Are you doing NaNo this year?

Wednesday, October 22, 2014

Book Review: Machiavellian (Firmament: Book 3) by J. Grace Pennington

The Story: Starship nurse Andi Lloyd’s adventures in space continue as her ship, the Surveyor, rescues the crew of a science station. The charming captain of the science station reveals that he has a plan that could bring much good to a hurting planet. But since his plan is illegal, would it be worth the cost?

My Thoughts: If Star Trek had a Christian worldview and was told from the perspective of a young nurse instead of the captain, the result would be something like the Firmament series. I enjoyed the first two installments of Firmament, and found the third book to be just as good as the first two.

The characters are what drives the Firmament series, and of course the regulars appear in Machiavellian, from the heroine Andi to the stoic Guilders. The villain reminds me a bit of Long John Silver from Treasure Island, due to his charming manner and interest in the young protagonist. The moral questions the story raises are well worth pondering. Fans of the series are sure to enjoy Machiavellian, and it seems likely to win over new fans.

Content Overview: Some mild violence.

You can learn more about the Firmament series at and Also, you can find out which Firmament character you are most like by taking the Character Test. I took the quiz and it said I’m most like Dr. Lloyd, Andi’s father.

Thursday, October 16, 2014

My Newest Published Story: Heart of Stone

My flash fiction horror story "Heart of Stone" is in issue 1.4 of the speculative fiction magazine Havok! The story follows the adventures of two soldiers who, while returning home after the Civil War, take shelter in an unusual house that is filled with statues.

Havok 1.4, the magazine issue that contains "Heart of Stone," is available at MagCloud.

Thursday, October 9, 2014

Movie Review: Detour (1945)

The Story: While hitchhiking to California to visit his girlfriend, a man accidentally kills a stranger who gave him a ride. Fearing that the police will think he did it on purpose to rob the man, he hides the body and continues on his way. He thinks he’s safe until a greedy young woman who figures out what happened uses it for blackmail and quickly takes over his life.

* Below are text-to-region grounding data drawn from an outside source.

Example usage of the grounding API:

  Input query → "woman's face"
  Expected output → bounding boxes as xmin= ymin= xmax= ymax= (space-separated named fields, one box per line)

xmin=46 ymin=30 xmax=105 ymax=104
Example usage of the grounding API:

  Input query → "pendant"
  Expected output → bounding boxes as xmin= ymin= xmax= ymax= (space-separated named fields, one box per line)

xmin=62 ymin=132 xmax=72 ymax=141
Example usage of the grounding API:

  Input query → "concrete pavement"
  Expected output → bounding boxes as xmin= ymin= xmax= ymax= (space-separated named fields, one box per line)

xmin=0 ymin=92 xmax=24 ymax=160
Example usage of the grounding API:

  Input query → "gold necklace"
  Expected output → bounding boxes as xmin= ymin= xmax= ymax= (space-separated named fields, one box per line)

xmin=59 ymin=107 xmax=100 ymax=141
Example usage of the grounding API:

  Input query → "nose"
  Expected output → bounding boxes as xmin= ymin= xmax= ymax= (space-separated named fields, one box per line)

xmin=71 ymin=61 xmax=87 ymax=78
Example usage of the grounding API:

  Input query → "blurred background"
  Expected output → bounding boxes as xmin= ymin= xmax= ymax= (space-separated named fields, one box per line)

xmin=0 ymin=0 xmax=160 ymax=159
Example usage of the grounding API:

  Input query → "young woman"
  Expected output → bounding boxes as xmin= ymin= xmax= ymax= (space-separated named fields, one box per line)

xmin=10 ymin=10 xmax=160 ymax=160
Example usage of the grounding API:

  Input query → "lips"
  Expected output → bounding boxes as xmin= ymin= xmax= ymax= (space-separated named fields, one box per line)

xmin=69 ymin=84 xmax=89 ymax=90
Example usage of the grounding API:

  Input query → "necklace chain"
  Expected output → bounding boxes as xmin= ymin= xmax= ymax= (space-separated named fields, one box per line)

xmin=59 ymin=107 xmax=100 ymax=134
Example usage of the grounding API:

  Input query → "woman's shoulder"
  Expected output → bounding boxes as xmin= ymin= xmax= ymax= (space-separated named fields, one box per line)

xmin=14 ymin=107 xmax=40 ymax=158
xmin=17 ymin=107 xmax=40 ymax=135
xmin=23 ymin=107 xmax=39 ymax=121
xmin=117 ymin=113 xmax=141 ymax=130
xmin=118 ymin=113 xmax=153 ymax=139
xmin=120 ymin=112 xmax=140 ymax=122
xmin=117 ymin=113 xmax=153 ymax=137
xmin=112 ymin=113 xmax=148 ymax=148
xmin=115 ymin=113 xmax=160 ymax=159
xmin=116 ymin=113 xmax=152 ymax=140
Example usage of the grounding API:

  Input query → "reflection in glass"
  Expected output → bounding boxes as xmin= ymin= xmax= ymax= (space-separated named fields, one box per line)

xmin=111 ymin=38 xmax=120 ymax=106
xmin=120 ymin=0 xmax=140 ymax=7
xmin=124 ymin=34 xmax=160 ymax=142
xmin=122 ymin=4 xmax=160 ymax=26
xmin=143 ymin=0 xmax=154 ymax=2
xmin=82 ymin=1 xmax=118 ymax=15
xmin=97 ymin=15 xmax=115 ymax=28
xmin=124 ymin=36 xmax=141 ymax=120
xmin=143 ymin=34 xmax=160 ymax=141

My Thoughts: While watching this movie, I could easily see why it is widely considered a classic, and one of the best low budget noir films that came out during the peak of noir filmmaking. Its limited budget never shows, since the film uses simple everyday settings that fit well with the story and its everyman protagonist.

For most of the movie, things are tense and the premise is carefully played out, especially in the relationship between the memorably nasty villainess and the protagonist. The grim and weak ending, however, causes the film to stumble and fall short of the premise’s potential. It’s still worth seeing for thriller fans due to how well-made most of it is.

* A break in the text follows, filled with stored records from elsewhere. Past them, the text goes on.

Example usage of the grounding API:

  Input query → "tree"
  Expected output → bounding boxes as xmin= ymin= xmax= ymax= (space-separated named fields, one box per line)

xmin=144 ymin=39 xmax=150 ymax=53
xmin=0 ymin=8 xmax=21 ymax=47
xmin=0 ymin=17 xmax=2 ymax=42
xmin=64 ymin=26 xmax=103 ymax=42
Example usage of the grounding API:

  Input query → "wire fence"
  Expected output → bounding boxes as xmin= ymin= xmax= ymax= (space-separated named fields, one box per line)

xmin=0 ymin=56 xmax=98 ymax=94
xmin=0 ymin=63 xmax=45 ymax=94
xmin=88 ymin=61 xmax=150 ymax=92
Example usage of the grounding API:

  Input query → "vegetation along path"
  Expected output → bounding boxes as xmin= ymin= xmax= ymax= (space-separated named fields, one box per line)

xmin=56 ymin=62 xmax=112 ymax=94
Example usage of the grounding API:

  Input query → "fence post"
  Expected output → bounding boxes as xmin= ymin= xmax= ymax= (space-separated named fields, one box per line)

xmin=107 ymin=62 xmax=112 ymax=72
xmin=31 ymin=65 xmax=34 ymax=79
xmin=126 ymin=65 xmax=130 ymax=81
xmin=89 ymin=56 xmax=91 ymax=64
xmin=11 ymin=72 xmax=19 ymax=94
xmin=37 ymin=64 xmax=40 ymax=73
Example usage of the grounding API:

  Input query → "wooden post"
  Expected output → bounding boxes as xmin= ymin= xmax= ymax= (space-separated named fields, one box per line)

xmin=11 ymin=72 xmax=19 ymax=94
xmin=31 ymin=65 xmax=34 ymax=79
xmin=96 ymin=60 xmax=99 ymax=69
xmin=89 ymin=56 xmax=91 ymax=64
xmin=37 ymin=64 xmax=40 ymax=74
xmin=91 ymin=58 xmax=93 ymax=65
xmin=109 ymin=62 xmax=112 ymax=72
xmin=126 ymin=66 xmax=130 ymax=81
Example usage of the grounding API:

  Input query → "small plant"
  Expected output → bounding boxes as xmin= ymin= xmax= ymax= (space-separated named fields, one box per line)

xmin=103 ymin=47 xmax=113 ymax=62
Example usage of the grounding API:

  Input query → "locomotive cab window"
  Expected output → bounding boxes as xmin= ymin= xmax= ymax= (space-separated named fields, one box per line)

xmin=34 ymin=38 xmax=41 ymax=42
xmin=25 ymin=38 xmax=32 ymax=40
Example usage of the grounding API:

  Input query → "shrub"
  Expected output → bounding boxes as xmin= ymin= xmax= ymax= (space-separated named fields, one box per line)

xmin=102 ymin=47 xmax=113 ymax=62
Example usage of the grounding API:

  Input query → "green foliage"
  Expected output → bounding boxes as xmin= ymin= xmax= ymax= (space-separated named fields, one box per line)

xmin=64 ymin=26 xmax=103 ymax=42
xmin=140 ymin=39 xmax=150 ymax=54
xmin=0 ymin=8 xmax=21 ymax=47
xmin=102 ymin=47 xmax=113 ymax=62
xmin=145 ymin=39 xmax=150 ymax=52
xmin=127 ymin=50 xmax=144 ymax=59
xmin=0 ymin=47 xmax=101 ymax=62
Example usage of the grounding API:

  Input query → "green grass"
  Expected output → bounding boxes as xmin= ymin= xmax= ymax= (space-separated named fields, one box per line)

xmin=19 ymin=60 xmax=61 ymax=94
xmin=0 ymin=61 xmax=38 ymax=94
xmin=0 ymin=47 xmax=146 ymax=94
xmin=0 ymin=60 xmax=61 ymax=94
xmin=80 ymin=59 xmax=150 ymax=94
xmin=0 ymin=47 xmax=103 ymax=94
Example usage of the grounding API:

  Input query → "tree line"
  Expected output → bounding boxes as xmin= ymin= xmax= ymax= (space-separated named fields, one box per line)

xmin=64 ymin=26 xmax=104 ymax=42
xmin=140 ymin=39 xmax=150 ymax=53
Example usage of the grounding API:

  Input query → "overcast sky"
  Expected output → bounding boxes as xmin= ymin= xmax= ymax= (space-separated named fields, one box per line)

Content Overview: Some mild innuendo and mild violence.

Thursday, October 2, 2014

Movie Review: The Neverending Story

The Story: A lonely, bullied boy hides in a bookstore, where he discovers a strange book. After borrowing it without the owner’s permission, he notices that he seems to be becoming a part of the book’s story. As the dying fantasy world in the book intertwines with his own life, he discovers that it may be up to him, not the hero in the book, to save the world.

My Thoughts: While this film has a brilliant premise and generally good special effects, it has many flaws. The fantasy world often feels a bit generic, and the story ends abruptly and leaves much unexplained. Still, the premise is strong enough and the filmmaking is adequate enough that any serious fantasy fan will want to experience it at least once.

Children will probably enjoy it the most. After all, who wouldn’t want to be able to interact with the fantasy world they are reading about, joining the hero in his quest to save it? Who wouldn’t want to be able to ride around in two worlds on the back of a friendly luck dragon? And all ages can benefit from the film’s reminder to always continue to dream.

Content Overview: There’s a bit of mild violence and scariness, the average sort for a PG-rated family film. The only notable concerns for parents are some nude statues of semi-human creatures and a few instances of bad attitudes and bad behavior.